The skill accepts a raw blockchain wallet private key and saves it into a JSON config file. The registry metadata declares no primary credential, and the code does not show encrypted key storage or a wallet-approval flow.
.option('--private-key <key>', 'Private key (stored securely)') ... if (options.privateKey) { config.privateKey = options.privateKey; } ... fs.writeFileSync(CONFIG_FILE, JSON.stringify(config, null, 2));Do not enter a mainnet or valuable wallet key. Use a burner/testnet wallet only, and prefer an encrypted keystore or wallet-provider approval flow with explicit transaction confirmations.
A user could misunderstand which network is being used and accidentally expose a real wallet or mainnet funds.
This safety claim conflicts with the source code, which labels the contract settings as Base Mainnet and uses `https://mainnet.base.org`. That mismatch makes the financial environment unclear.
**⚠️ TESTNET ONLY for now** - Don't use mainnet funds.
Require the skill to clearly separate testnet and mainnet modes, default to testnet or read-only mode, and make the active network explicit before any wallet configuration or transaction.
If connected to a funded wallet, buy/sell actions could spend or dispose of crypto assets.
The documented trading commands are purpose-aligned, but they are financially impactful and should only run with explicit user intent and clear transaction details.
virtuals buy <agent> <amount> # Buy agent tokens virtuals sell <agent> <amount> # Sell agent tokens
Require explicit approval before any trade, show network, token, amount, estimated cost, slippage, and destination contract, and support spending limits.
Installing and linking the package runs local JavaScript tooling and makes the `virtuals` command available on the system.

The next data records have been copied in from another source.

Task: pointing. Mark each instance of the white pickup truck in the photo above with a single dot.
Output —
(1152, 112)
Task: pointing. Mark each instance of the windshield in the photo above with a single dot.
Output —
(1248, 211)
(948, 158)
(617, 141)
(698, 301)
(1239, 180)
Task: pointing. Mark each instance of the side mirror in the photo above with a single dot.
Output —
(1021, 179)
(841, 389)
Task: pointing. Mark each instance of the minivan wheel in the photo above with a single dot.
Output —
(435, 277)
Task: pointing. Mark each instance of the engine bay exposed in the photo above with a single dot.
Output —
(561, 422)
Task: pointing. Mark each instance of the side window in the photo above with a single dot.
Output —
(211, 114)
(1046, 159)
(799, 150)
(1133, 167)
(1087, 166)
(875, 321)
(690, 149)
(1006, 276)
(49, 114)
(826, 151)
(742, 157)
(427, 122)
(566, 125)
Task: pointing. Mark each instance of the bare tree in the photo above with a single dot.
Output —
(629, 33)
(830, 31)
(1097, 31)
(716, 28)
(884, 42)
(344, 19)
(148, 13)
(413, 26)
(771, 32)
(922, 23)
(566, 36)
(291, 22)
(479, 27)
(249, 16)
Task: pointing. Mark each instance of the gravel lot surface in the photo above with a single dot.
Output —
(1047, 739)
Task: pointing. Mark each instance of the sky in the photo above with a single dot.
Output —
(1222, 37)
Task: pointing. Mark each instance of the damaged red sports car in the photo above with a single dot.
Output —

The install flow asks the user to install npm dependencies, build the package, and globally link the CLI. This is coherent for a CLI skill, but users still need to trust the package and dependency provenance.
npm install && npm run build && npm link
Install only from a trusted source, inspect package files, use the included lockfile, and avoid running the CLI with sensitive wallet keys until the credential and network issues are resolved.